OCTA’s role in preserving the quality of life in Orange County goes beyond delivering a variety of multimodal transportation options to residents of the third-most populous county in California. That’s one of the lessons learned by members of OCTA’s Teen Council earlier this year during a presentation about OCTA’s Environmental Mitigation Program.
OCTA’s innovative Freeway Environmental Mitigation Program (EMP) offsets impacts to animal and plant species for 13 freeway projects through the purchase of open space lands and habitat restoration. The EMP is funded through OC Go (also known as Measure M), Orange County’s half-cent sales tax for transportation improvements.
According to presenter Lesley Hill, Project Manager, Environmental Mitigation Program, California is one of the world’s most biologically diverse places with a unique habitat and many plants and animals that exist here and nowhere else. Unfortunately, at least 75 percent of the original habitat has been lost.
To help protect Orange County habitat, OCTA has acquired 1,300 acres that will be forever preserved for the people of Orange County. Streamlined permitting for this acreage, organized into seven preserves, was made possible by partnering with state and federal agencies.

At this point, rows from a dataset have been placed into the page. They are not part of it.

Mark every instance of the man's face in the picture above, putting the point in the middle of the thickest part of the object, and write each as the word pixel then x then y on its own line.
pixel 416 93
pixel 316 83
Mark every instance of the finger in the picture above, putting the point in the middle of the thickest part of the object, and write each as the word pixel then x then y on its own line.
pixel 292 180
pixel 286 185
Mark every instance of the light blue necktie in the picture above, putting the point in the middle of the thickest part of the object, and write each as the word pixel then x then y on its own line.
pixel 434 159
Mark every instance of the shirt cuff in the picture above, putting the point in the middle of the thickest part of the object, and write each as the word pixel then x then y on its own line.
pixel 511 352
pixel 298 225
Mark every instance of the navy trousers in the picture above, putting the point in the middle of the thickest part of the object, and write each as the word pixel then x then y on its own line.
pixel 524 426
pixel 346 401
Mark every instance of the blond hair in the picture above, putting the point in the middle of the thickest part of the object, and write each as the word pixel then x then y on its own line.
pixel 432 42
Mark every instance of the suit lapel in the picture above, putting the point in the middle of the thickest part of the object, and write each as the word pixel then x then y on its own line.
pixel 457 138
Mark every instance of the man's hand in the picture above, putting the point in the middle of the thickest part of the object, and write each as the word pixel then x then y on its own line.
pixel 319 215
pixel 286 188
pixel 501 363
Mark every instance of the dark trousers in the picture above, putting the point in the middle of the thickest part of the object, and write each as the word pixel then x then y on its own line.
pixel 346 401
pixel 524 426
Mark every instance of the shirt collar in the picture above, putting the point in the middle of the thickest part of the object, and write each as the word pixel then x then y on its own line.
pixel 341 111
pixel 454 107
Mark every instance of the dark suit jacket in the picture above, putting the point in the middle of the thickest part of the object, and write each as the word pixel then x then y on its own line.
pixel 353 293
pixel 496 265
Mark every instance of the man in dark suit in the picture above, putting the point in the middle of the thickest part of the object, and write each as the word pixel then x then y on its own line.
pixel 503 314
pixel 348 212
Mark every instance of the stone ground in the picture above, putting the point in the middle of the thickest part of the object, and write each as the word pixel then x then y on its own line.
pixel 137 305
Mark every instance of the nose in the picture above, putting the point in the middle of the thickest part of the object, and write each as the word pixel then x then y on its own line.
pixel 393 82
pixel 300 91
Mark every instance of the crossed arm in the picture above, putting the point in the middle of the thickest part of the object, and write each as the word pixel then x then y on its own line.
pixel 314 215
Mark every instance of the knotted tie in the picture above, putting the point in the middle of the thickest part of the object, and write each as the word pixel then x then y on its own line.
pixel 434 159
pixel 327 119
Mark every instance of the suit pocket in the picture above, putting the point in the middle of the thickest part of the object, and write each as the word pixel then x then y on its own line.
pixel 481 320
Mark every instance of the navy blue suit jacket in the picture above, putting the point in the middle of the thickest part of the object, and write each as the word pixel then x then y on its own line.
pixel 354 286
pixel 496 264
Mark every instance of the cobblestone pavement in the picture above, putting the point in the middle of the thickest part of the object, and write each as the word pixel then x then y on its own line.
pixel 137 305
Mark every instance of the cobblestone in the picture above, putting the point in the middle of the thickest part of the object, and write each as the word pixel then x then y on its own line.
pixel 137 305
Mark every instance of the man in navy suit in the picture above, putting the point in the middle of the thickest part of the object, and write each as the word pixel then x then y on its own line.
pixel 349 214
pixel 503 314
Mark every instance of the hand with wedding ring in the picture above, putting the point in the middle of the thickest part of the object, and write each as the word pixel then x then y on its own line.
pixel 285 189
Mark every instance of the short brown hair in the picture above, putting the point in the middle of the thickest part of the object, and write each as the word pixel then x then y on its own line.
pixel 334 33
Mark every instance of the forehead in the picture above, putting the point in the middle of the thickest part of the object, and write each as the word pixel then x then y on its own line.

As part of the EMP, OCTA continues to monitor freeway project compliance; manage the preserves by removing invasive weeds, monitoring species such as bob cats, mule deer, and mountain lions, and overseeing restoration projects; and offering free hikes and equestrian rides to the public.
The Teen Council offers high school students an opportunity to learn about transportation-related topics while providing OCTA staff with valuable feedback on a wide range of projects.